HDFS is an integral part of the Hadoop framework and so it is build for Big Data applications. Find more information regarding the history of Hadoop and HDFS in [07] .

2. When to Use and Not Use HDFS?

HDFS is a good fit when it comes to store large amounts of data. Often the data in HDFS is used for analytics batch jobs. You should use HDFS when:

You should NOT use HDFS when you are in one of the following situations:

3. HDFS Use Cases and Clients

Figure 2.1 shows the main HDFS features as an use case diagram. Each use case is described in more detail in chapter 5. There you will also find the communication flows through the system and its components.

HDFS Use Cases Overview
Fig 2.1. - An overview of the main HDFS use cases.

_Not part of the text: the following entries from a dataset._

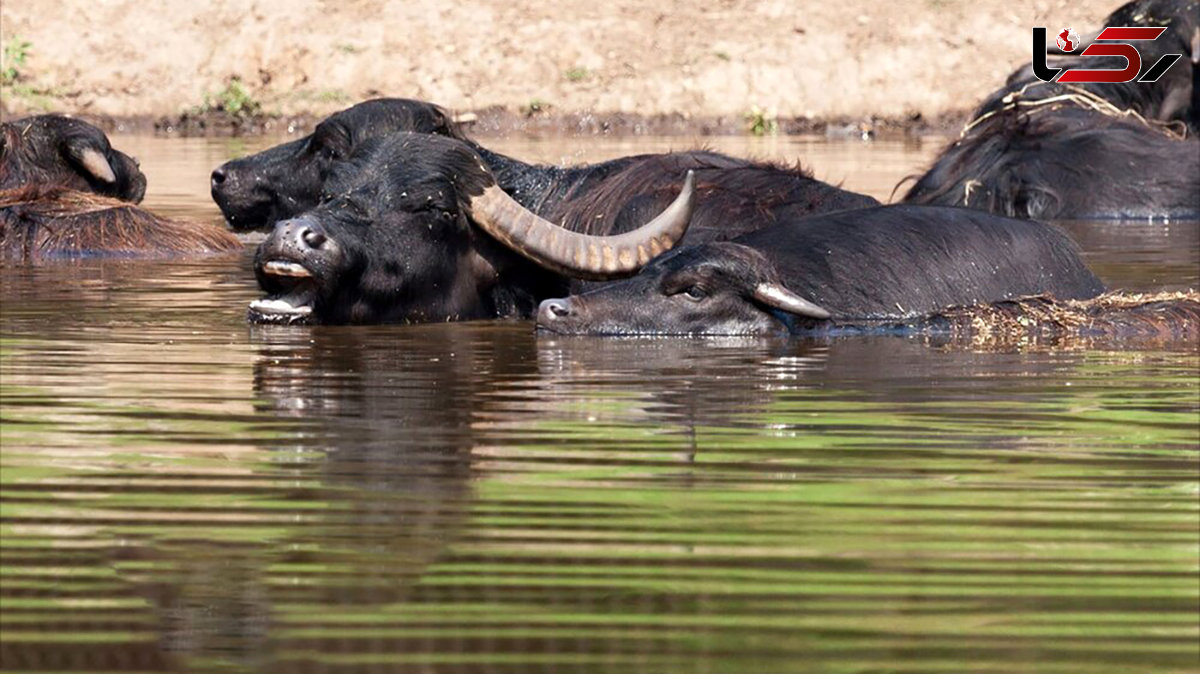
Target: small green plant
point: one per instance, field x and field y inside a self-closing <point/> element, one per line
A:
<point x="534" y="107"/>
<point x="761" y="121"/>
<point x="233" y="98"/>
<point x="333" y="96"/>
<point x="16" y="53"/>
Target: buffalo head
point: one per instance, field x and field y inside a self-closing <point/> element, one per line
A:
<point x="57" y="150"/>
<point x="414" y="228"/>
<point x="288" y="179"/>
<point x="719" y="288"/>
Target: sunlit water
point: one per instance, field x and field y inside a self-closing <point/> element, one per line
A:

Figure 2.1 shows that there exist a few ways to interact with HDFS. Human actors can use an existing command line client for the interaction, but most of the time HDFS is used by other applications and so an official Java library (API) exists. There is also a C library to access all HDFS function from applications written in C. The Java and C libraries communicate through a RPC protocol. It is also possible to configure HDFS to provide a REST API for all interactions (see WebHDFS). Using the REST API, makes it quite easy to interact with HDFS from any programming language. Another way to communicate with HDFS is to mount HDFS as a filesystem in the userspace (FUSE). This is possible using the Fuse-DFS module.

4. HDFS Components and Responsibilities

The core of HDFS is a composition of two types of components. To archive some specific non-functional goals other components exist, which will be introduced later. The basic two components are subsystems that run as separate processes. In production setups these components even run on different servers (that's why its called distributed file system). To understand how these components work together, remember that each file stored in HDFS is split into blocks, which then are distributed across multiple servers. The detailed communication flows between these components are discussed in the next chapter. For now, we will just introduce the main responsibilities of these two components.

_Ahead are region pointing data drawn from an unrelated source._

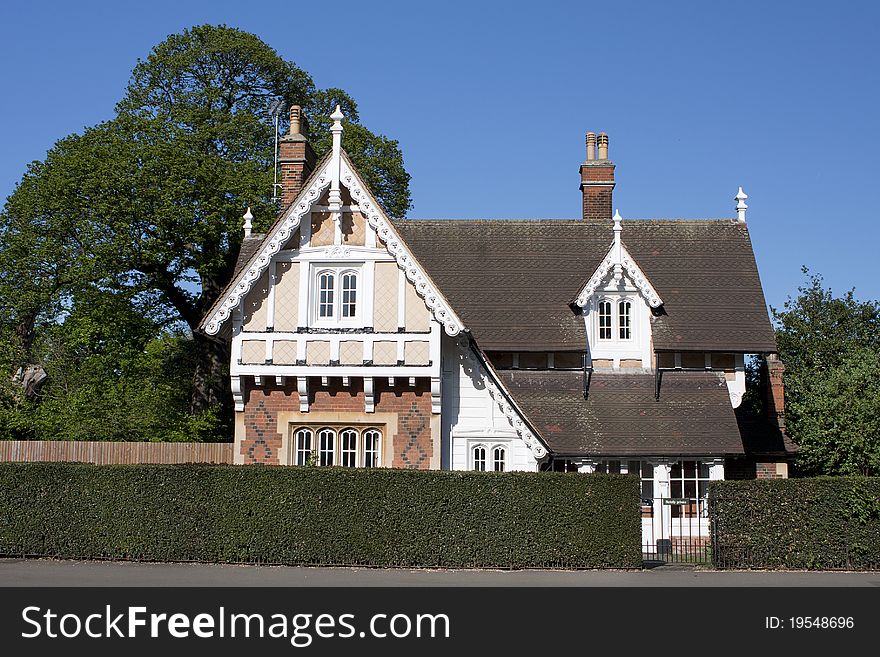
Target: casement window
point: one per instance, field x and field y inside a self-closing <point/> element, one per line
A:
<point x="491" y="459"/>
<point x="336" y="295"/>
<point x="614" y="319"/>
<point x="303" y="441"/>
<point x="604" y="320"/>
<point x="689" y="480"/>
<point x="564" y="465"/>
<point x="371" y="439"/>
<point x="624" y="321"/>
<point x="479" y="458"/>
<point x="350" y="447"/>
<point x="499" y="459"/>
<point x="326" y="446"/>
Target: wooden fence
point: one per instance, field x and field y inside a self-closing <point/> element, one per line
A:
<point x="107" y="453"/>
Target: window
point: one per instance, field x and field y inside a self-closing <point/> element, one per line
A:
<point x="326" y="446"/>
<point x="564" y="465"/>
<point x="326" y="286"/>
<point x="614" y="318"/>
<point x="337" y="295"/>
<point x="371" y="448"/>
<point x="689" y="480"/>
<point x="348" y="448"/>
<point x="480" y="458"/>
<point x="604" y="320"/>
<point x="349" y="294"/>
<point x="499" y="459"/>
<point x="343" y="445"/>
<point x="303" y="439"/>
<point x="624" y="324"/>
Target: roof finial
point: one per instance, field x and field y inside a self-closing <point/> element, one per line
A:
<point x="618" y="251"/>
<point x="336" y="129"/>
<point x="335" y="197"/>
<point x="248" y="216"/>
<point x="741" y="206"/>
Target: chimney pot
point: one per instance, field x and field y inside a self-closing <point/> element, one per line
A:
<point x="295" y="120"/>
<point x="591" y="146"/>
<point x="295" y="157"/>
<point x="597" y="179"/>
<point x="603" y="146"/>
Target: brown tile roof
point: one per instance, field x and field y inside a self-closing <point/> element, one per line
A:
<point x="511" y="280"/>
<point x="621" y="416"/>
<point x="249" y="250"/>
<point x="761" y="435"/>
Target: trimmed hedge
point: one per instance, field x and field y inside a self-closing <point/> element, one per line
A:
<point x="818" y="523"/>
<point x="327" y="516"/>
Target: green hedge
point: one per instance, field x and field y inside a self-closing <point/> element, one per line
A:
<point x="311" y="515"/>
<point x="819" y="523"/>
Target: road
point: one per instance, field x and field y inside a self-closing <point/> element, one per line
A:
<point x="45" y="572"/>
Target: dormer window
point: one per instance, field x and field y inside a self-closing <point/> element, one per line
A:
<point x="624" y="321"/>
<point x="614" y="324"/>
<point x="604" y="320"/>
<point x="336" y="295"/>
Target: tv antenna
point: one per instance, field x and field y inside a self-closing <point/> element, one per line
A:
<point x="275" y="110"/>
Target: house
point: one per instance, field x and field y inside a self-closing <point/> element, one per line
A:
<point x="596" y="344"/>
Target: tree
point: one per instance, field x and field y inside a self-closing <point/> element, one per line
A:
<point x="148" y="205"/>
<point x="831" y="349"/>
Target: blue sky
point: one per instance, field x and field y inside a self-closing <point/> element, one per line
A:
<point x="490" y="102"/>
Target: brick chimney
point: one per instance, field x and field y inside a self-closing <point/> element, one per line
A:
<point x="295" y="157"/>
<point x="597" y="179"/>
<point x="775" y="390"/>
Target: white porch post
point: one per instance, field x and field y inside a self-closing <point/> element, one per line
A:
<point x="716" y="469"/>
<point x="587" y="466"/>
<point x="662" y="512"/>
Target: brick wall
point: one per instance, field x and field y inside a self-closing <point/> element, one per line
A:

HDFS, namenode and datanode Use Cases/Responsibilities
Fig 4.1. - Responsibilities of the name node and data nodes.

The namenode can be considered as the brain of HDFS. This component knows how the directory structure looks like, how the access rights to each file and directory are configured, which users exists and it also knows where each block of each file is stored. All these information are referred to as "namespace".

The datanodes store the blocks of the files you put in HDFS. The default size of one block is 64 MB per default, but can be configured for each file at the time the file is created. Finally, the blocks end up as a regular file on the local filesystem of one of the data nodes (these files are called "block files"). To handle an increasing number of blocks more than one datanode can be exists in an HDFS setup.

5. Primary Use Cases in Detail

This chapter describes the HDFS communication flows through each use case and how the system behaves during the use case execution, the scenarios that could occur and how the HDFS architecture acts in each of these scenarios.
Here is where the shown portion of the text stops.